Introducing 6ft6’s 5-step guide to ordering wine at a restaurant without looking like an idiot.
Step 1 Reconnaissance
Figure out what kind of night your dining companions are up for. Are you swilling by the bottle or by the glass? Sharing or going it alone? If you are sharing – what does everyone prefer? Red/White? Light/Heavy? Any varietals that are a no-go?
If you feel like this might take awhile, maybe order an aperitif to get the night rolling – choose something dry to cleanse your palette – a Champagne or Gin & Tonic is ideal.
Step 2 The food factor
Think about what you’re going to be eating and choose your wine accordingly. But keep in mind – food and wine pairing has no hard and fast rules – don’t discount a wine you love just because you think it might not “go” with your food.

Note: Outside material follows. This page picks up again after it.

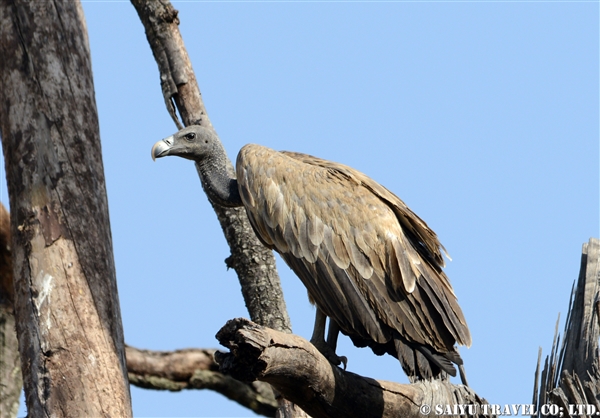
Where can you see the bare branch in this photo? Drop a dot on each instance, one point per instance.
(301, 374)
(253, 263)
(195, 369)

Some guidelines to keep in mind – thinking about the “weight” of your meal and try to match it with a wine of similar weight; if you’re ordering a spicy dish – choose a sweeter wine to balance and contrast; more acidic wines balance creamy dishes; and heavy tannic wines are a perfect accompaniment to fatty foods.
Step 3 Don’t be shy
One of the biggest mistakes people make when going to fancy restaurants is not fully utilising their sommelier. They’re not going to make fun of you and they definitely don’t expect you to be a wine-ordering expert (in fact, they kind of prefer it when you’re not, that’s the fun part of their job).

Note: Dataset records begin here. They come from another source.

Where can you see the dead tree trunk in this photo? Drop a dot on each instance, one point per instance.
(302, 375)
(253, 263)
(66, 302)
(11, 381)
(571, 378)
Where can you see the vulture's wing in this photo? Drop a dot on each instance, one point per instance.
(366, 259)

Tell them what you like and what you don’t like – ask for a recommendation to go with a particular dish. After all, they have taken quite a lot of time constructing that fat list, and they assembled it with the type of food they serve in mind. They’ll also be able to tell you about the wine’s history and personality. And if you’re into trying an unusual wine, they may be able to steer you in the direction of a unique gem that could make your dining experience all the more exciting.
Step 4 Subtly indicate how much of a cheapskate you are
Don’t just automatically order the second cheapest wine on the menu – restaurateurs caught onto this trend years ago and started marking up the wines they want to get rid of accordingly – there is a better way.
With the server or sommelier by your side, simply point to the list at a price you can afford. You can say something like, “I’m interested in a medium bodied red in this range, what would you recommend to go with the eye fillet?” A professional will get the message.
Step 5 Sniff & Sip
I know, I know – you totally cringe at the thought of having to taste the wine when it’s offered to you in the restaurant. Maybe you think it’s a big wank, and to actually go through with the ritual makes you look like a total snob. But unfortunately – if you ordered the wine, this is your job.
Remember this – you are not being offered the wine to see if you like it. So don’t say something like, “oh no, I’m sure it’s lovely,” you’re tasting it to make sure it hasn’t gone off. In the age of screw caps, this is much less likely than it used to be, so give it a sniff and a sip – if it tastes or smells like wet cardboard or rotten eggs – send it back, if not, give the pourer a smile and a nod, sit back and enjoy.